Danijoy Pontes foi julgado a 6 anos de prisão por roubo de telemóveis e ficou 11 meses em prisão preventiva. O rapaz não apresentava antecedentes criminais. Os familiares e amigos do jovem demonstraram-se indignados pelo tempo que passou em prisão preventiva ter excedido o recomendável, enquanto era possível que aguardasse o julgamento em liberdade.

No mesmo dia e também no EPL morreu outro recluso, Daniel Rodrigues, de 37 anos, cuja causa de morte também apresenta algumas incongruências. Ambrósio Pontes, o pai de Danijoy defende também a hipótese de maus-tratos e violência contra o filho no interior da prisão.

Luísa Semedo, uma das manifestantes, é familiar de um recluso que morreu no Estabelecimento Prisional de Pinheiro da Cruz em 2011, cujo caso "é semelhante ao do Danijoy". O seu primo esteve de castigo e, "entretanto, apareceu enforcado", o que para a família não "é coerente", dada "a pessoa que ele era e só faltarem 2 semanas para sair" em liberdade, disse. Solidária com a situação decidiu vir à manifestação "lutar pelos direitos e dignidade humana, o direito à vida tendo em conta os conceitos de justiça e de união. Temos de tentar combater um problema que é racial".

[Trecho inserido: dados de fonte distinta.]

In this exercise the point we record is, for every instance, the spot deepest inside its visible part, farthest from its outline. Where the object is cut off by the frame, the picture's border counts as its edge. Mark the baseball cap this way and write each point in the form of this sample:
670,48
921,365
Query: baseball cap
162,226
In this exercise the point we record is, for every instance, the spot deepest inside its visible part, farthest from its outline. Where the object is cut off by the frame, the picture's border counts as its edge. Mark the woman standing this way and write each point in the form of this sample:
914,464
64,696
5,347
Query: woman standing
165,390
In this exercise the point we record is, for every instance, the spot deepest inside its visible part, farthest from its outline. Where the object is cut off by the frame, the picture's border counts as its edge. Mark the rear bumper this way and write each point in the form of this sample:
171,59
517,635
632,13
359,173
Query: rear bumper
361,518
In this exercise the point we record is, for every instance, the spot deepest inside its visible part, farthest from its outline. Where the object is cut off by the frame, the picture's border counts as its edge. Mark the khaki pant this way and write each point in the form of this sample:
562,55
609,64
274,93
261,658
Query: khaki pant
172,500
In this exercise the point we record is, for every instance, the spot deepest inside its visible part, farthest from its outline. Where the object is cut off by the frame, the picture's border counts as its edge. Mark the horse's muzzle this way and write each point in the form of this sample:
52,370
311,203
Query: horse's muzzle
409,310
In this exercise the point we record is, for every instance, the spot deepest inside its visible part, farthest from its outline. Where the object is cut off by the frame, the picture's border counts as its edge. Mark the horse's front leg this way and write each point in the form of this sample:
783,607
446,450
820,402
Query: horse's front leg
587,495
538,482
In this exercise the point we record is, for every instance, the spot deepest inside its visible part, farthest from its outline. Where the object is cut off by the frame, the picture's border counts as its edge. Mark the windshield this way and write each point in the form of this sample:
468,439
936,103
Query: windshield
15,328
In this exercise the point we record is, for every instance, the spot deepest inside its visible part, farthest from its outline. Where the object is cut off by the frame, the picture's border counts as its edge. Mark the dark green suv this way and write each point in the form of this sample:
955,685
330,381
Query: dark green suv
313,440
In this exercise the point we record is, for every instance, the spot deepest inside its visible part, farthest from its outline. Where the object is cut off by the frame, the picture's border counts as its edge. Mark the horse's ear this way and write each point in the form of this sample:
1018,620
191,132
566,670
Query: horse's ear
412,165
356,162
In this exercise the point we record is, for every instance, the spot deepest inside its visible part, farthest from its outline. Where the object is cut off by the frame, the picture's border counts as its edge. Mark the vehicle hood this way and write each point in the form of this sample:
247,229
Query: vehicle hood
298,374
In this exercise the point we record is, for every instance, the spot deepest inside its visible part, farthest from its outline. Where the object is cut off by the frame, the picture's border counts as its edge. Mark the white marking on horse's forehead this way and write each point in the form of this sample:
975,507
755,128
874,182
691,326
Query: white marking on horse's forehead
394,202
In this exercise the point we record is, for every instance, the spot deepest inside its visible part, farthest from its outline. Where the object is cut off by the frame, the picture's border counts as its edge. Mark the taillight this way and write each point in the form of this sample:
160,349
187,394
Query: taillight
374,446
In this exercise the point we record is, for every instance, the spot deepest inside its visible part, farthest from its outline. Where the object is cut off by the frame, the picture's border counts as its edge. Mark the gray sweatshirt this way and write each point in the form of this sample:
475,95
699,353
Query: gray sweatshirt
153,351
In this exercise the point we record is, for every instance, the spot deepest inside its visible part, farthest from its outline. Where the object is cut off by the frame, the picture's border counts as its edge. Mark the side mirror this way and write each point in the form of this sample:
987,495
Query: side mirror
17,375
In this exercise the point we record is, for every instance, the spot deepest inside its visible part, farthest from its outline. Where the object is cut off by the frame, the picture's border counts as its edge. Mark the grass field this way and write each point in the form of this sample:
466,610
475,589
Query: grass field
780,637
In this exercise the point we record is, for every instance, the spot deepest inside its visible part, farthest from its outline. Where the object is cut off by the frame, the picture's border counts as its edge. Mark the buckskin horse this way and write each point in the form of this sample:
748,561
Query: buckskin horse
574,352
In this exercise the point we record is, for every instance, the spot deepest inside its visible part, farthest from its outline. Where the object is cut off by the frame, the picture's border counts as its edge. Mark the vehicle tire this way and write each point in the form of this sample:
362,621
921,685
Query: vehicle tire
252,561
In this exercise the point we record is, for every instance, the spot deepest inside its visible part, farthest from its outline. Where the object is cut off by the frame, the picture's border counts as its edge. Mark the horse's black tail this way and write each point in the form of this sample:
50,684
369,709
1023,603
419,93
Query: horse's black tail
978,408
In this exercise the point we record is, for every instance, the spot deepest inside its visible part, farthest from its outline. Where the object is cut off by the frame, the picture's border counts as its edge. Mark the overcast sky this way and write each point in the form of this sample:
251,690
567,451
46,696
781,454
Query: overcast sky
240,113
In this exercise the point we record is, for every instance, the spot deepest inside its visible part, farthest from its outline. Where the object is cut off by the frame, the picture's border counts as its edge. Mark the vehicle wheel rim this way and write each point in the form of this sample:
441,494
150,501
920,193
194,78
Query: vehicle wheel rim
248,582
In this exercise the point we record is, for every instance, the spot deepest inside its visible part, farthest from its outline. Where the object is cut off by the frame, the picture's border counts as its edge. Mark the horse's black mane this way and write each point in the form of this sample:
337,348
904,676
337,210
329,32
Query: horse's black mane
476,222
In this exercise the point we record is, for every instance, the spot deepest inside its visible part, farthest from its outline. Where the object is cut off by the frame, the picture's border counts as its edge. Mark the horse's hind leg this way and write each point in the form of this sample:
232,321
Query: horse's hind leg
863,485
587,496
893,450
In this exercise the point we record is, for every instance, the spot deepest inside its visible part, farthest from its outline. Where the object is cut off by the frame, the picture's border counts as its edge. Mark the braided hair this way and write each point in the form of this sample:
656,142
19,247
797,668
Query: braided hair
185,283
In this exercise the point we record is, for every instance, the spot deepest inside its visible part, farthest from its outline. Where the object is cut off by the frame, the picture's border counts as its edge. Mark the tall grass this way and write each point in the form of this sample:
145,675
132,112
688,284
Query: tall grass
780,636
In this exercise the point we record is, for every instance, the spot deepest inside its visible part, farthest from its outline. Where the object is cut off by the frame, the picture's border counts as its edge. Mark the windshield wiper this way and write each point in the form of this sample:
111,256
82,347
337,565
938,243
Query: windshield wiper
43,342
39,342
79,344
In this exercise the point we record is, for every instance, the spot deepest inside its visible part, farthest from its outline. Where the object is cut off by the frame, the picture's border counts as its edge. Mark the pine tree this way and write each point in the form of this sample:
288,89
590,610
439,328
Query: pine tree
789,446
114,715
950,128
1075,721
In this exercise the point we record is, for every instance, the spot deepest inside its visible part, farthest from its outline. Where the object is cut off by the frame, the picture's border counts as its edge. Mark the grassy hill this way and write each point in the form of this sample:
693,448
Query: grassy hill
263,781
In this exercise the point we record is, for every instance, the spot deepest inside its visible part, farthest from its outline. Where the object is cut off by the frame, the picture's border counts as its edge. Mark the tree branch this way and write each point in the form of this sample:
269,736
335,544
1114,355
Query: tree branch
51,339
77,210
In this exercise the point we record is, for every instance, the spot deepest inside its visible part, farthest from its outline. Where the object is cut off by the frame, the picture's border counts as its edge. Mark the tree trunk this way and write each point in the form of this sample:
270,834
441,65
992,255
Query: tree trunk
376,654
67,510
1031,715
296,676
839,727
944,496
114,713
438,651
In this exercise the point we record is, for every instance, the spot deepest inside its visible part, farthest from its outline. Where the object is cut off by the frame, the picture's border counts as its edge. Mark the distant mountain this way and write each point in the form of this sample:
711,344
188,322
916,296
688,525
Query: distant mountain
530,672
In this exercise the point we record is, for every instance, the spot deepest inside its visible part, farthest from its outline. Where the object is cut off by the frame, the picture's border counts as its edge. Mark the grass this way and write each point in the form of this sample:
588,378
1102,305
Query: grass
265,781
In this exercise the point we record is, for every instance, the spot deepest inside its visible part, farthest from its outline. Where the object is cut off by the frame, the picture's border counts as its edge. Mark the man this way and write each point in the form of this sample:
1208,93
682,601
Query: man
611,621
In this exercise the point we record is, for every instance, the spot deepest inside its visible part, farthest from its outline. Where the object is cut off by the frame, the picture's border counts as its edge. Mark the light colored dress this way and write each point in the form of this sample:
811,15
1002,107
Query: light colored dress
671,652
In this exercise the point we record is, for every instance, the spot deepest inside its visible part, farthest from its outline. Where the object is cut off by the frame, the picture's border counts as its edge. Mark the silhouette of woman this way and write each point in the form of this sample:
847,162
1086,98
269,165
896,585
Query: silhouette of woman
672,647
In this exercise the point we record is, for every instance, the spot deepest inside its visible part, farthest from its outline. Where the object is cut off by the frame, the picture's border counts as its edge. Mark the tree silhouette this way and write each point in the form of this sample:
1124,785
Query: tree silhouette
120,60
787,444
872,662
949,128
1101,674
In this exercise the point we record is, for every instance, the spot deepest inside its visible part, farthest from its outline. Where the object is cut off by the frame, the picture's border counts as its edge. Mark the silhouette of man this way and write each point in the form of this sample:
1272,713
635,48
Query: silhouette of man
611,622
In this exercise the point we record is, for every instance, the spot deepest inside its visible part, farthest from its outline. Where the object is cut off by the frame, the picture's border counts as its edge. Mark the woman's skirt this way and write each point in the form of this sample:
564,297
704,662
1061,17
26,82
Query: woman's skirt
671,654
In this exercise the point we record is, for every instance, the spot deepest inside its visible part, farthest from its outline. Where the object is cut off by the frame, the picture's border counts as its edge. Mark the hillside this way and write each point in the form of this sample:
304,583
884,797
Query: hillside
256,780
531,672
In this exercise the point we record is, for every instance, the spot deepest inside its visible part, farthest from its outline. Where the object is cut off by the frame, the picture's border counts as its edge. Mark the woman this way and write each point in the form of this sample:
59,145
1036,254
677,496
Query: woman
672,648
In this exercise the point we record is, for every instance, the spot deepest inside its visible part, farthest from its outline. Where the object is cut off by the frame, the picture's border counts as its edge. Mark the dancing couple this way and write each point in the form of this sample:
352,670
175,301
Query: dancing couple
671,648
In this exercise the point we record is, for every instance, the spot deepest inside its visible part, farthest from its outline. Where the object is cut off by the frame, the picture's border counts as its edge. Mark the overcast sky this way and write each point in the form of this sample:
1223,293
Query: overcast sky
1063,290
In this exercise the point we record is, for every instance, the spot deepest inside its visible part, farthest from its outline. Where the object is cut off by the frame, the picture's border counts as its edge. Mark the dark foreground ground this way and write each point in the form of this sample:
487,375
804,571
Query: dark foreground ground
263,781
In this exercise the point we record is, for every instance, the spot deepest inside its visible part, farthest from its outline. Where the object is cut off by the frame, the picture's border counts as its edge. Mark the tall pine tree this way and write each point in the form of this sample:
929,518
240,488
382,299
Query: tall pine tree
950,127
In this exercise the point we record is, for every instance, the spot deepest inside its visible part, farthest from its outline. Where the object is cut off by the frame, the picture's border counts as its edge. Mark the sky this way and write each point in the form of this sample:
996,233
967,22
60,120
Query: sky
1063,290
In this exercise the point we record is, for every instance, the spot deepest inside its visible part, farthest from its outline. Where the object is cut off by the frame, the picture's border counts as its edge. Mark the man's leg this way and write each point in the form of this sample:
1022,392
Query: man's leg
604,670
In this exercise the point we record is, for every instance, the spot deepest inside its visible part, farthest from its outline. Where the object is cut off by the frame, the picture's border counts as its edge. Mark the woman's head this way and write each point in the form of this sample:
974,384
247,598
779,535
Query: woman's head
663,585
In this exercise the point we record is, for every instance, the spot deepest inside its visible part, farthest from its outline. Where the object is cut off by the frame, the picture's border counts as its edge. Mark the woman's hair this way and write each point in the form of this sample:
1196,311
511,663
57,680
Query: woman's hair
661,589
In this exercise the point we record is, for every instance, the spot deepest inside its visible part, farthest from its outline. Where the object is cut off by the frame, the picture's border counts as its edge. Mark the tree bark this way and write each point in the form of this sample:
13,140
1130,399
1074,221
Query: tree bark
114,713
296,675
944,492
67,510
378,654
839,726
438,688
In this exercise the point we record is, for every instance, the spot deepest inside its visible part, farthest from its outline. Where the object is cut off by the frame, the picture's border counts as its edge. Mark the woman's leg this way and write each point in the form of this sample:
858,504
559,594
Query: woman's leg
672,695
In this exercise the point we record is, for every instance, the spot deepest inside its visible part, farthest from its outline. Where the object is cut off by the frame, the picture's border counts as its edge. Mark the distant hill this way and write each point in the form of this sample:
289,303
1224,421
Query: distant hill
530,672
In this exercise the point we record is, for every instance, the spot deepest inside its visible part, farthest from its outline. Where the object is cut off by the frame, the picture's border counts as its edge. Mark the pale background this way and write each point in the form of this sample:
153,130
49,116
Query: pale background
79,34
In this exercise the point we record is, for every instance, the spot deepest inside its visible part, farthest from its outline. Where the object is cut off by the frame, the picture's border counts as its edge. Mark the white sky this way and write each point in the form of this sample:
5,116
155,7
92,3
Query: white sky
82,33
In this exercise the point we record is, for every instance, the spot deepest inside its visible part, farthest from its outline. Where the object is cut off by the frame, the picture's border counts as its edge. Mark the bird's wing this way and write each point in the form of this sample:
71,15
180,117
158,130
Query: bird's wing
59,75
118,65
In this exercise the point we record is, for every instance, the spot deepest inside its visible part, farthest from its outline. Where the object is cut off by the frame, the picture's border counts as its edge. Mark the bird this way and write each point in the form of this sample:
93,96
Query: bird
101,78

"A situação das prisões atualmente não é muito diferente das últimas décadas, no caso sobretudo das mortes continuamos a apresentar o dobro da União Europeia, sem que haja por parte do Estado nenhuma preocupação em saber porque isso acontece", disse António Pedro Dores, antigo dirigente e porta-voz da Associação Contra a Exclusão pelo Desenvolvimento (ACED) aos jornalistas. "Não se quer investigar o que se passa. A brutalidade é uma forma de gestão das cadeias, sabe-se que há funcionários dedicados a essa tarefa de uma maneira extrajudicial e clandestina, mas não se quer fazer nada a esse respeito, porque se entende que a gestão da segurança [nas prisões] passa por práticas deste género".

Os resultados apresentados pelas várias entidades ligadas ao Estado, como é o caso do Ministério Público e do Instituto de Medicina Legal é resultado de uma "colaboração para encobrir situações destas". É um modo de atuação que está "banalizado e não foi alterado", refere o antigo porta-voz da ACED. Além disso, "há uma lista enorme de problemas com grande gravidade em termos de direitos humanos e dignidade de pessoas", conclui.

Para além da família do jovem, a manifestação foi organizada por várias organizações antirracistas como o SOS Racismo. O ativista Mamadou Ba, dirigente da associação, considerou necessário que o MP reabra o inquérito para "apurar as circunstâncias" em que morreu Danijoy Pontes, observando que "a forma como o inquérito foi aberto não corresponde com as regras convencionais", na medida em que uma morte naquelas circunstâncias no EPL exigia que a Polícia Judiciária (PJ) fosse chamada para investigar o caso.

Mamadou Ba entende que a reabertura do inquérito é essencial, tanto mais que há "discrepâncias" relacionadas com o relatório pericial do INMLCF e a autópsia.

O Bloco de Esquerda representado por Beatriz Gomes Dias tomou presença na manifestação. A deputada demonstrou-se preocupada com a "diferença e desproporcionalidade de encarceramento de pessoas africanas, afro-descendentes e pessoas ciganas nos serviços prisionais".

Segundo Beatriz Gomes Dias, estas minorias são "condenadas por muito mais tempo por crimes iguais" praticados por outras pessoas e "é importante que se reconheça essa realidade", que tem um pendor racista na aplicação da justiça.

Na sua opinião, é fundamental implementar medidas para a correção desta situação, em que certas pessoas, por causa da cor da pele, são "consideradas perigosas e por isso mais encarceradas e com penas mais pesadas".

O protesto seguiu em marcha desde o Estabelecimento Prisional de Lisboa, passando pela Avenida da Liberdade e terminou no Terreiro do Paço.